Nobel Prize in Physics Awarded to 3 Scientists for Work on Black Holes
Born in 1931 into an intellectual family, Dr. Penrose is a professor at the University of Oxford. When he was a child, he recalled in a recent interview, his father and his brother would play mental chess on family hikes, and his job was to keep track of the board.
A talented mathematician, he invented a new way of portraying space-time, called a Penrose diagram, which bypassed most of the mathematical complexities of general relativity.
His diagrams are now the lingua franca of cosmology. He proved that if too much mass accumulated in too small a place, collapse into a black hole was inevitable. At the boundary of a black hole, called the event horizon, you would have to go faster than the speed of light — the acknowledged cosmic speed limit — to get away. So you could never escape. Inside the boundary, time and space would switch roles and so all directions would lead downward, to the center, where the density became infinite and the laws of physics, as we knew them, would break down.

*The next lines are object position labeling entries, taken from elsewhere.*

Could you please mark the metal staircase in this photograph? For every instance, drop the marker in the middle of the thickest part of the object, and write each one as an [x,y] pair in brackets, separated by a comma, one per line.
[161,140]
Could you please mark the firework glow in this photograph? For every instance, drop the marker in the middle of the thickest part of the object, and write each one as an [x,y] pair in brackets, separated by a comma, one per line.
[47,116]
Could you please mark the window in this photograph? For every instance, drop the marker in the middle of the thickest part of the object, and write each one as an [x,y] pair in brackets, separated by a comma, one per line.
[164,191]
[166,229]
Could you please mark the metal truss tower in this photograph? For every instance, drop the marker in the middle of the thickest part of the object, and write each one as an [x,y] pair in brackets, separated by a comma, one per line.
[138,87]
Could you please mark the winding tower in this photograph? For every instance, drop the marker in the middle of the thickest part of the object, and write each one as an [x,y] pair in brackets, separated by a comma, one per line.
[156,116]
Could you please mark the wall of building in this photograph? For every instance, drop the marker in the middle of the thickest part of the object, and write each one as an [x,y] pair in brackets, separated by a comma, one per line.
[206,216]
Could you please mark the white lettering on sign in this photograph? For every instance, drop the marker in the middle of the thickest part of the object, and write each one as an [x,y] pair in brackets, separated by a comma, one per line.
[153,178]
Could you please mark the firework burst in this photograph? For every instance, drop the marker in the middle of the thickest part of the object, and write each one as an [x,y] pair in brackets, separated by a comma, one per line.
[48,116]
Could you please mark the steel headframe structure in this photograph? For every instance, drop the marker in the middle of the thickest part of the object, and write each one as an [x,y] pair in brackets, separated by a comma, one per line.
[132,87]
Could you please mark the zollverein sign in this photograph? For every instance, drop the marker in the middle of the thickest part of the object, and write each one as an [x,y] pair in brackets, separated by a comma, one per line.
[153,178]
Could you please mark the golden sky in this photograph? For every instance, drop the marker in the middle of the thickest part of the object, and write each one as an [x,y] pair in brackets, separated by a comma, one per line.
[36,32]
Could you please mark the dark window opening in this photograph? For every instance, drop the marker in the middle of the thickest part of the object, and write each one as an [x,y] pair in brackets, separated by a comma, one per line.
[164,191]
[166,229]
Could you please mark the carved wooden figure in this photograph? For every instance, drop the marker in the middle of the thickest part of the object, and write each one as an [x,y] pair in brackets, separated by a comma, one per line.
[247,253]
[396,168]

He showed that the black hole would become a gateway to the end of time, the end of the universe.
He is also famous for discovering Penrose tiles, a way of tiling an infinite floor without ever repeating the pattern. He has also published iconoclastic views of artificial intelligence and the origins of consciousness in books like “The Emperor’s New Mind: Concerning Computers, Minds and the Laws of Physics.”